Somente questões econômicas e publicitárias explicam a razão da novela chegar às salas de exibição em todo Brasil. Pelo ponto de vista artístico, “Os Dez Mandamentos” é um erro crasso em grande parte dos quesitos cinematográficos. Muito disso se deve pelas características próprias de uma telenovela não se adaptarem ao cinema e que, quando escancaradas em uma tela grande, acabam por se tornar, muitas vezes, risíveis.
McLuhan explica
A dificuldade para se transpor uma novela para os cinemas já começa pelo tempo de duração: “Os Dez Mandamentos” teve 176 capítulos com duração aproximada entre 40 a 70 minutos. Fazendo as contas, somando tudo, no mínimo, são 7.040 minutos. Resumir tudo em 120 minutos é uma tarefa árdua e conseguir dar coesão é uma missão de dimensões épicas.

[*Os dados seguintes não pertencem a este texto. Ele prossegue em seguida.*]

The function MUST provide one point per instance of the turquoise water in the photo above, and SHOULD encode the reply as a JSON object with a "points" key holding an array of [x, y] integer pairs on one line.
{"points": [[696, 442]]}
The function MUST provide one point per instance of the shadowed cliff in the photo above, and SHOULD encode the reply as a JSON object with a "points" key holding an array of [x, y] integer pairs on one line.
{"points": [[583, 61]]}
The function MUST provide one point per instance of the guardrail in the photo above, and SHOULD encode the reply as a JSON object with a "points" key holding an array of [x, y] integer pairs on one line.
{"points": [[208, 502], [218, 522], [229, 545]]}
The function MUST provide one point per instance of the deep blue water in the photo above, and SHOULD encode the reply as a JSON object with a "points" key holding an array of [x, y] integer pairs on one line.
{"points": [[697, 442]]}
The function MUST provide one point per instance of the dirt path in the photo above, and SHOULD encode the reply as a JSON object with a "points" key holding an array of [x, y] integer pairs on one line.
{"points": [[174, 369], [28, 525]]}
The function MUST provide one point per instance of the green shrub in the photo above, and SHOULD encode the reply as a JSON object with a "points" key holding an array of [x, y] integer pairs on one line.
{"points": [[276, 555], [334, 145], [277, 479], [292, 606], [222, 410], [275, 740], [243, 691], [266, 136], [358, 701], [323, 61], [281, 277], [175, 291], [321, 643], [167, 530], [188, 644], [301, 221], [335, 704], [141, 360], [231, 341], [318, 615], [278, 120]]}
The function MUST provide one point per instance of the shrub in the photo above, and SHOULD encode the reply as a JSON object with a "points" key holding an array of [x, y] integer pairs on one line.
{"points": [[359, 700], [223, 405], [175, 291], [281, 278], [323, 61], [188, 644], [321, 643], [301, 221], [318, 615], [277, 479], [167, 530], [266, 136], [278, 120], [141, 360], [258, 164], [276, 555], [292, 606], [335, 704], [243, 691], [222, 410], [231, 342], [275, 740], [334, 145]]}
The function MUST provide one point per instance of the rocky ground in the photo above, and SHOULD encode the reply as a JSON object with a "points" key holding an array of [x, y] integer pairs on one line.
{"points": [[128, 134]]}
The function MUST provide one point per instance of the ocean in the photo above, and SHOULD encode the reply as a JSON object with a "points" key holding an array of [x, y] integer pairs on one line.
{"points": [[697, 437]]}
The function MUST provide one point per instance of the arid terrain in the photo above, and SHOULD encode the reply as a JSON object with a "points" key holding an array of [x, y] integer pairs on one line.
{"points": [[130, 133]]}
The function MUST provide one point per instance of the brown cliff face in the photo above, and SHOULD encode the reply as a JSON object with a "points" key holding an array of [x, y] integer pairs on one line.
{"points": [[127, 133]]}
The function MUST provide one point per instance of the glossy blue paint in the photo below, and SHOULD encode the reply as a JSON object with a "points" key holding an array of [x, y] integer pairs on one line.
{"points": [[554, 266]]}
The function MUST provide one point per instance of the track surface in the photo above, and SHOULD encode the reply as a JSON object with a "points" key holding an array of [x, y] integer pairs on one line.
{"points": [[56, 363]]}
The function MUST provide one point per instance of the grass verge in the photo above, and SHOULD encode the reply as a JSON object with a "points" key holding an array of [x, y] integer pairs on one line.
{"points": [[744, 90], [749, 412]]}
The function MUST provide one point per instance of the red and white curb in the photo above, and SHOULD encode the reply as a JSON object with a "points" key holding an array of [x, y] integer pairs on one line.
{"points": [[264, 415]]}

Para disfarçar a colcha de retalhos, o diretor Alexandre Avancini (especializado apenas em novelas, com sucessos no currículo como “Quatro por Quatro”, “Por Amor” e “Presença de Anita”) opta, claro, por um narrador capaz de amarrar pontas soltas e um estilo de edição frenética com a história evoluindo rapidamente, o que não torna o filme totalmente cansativo.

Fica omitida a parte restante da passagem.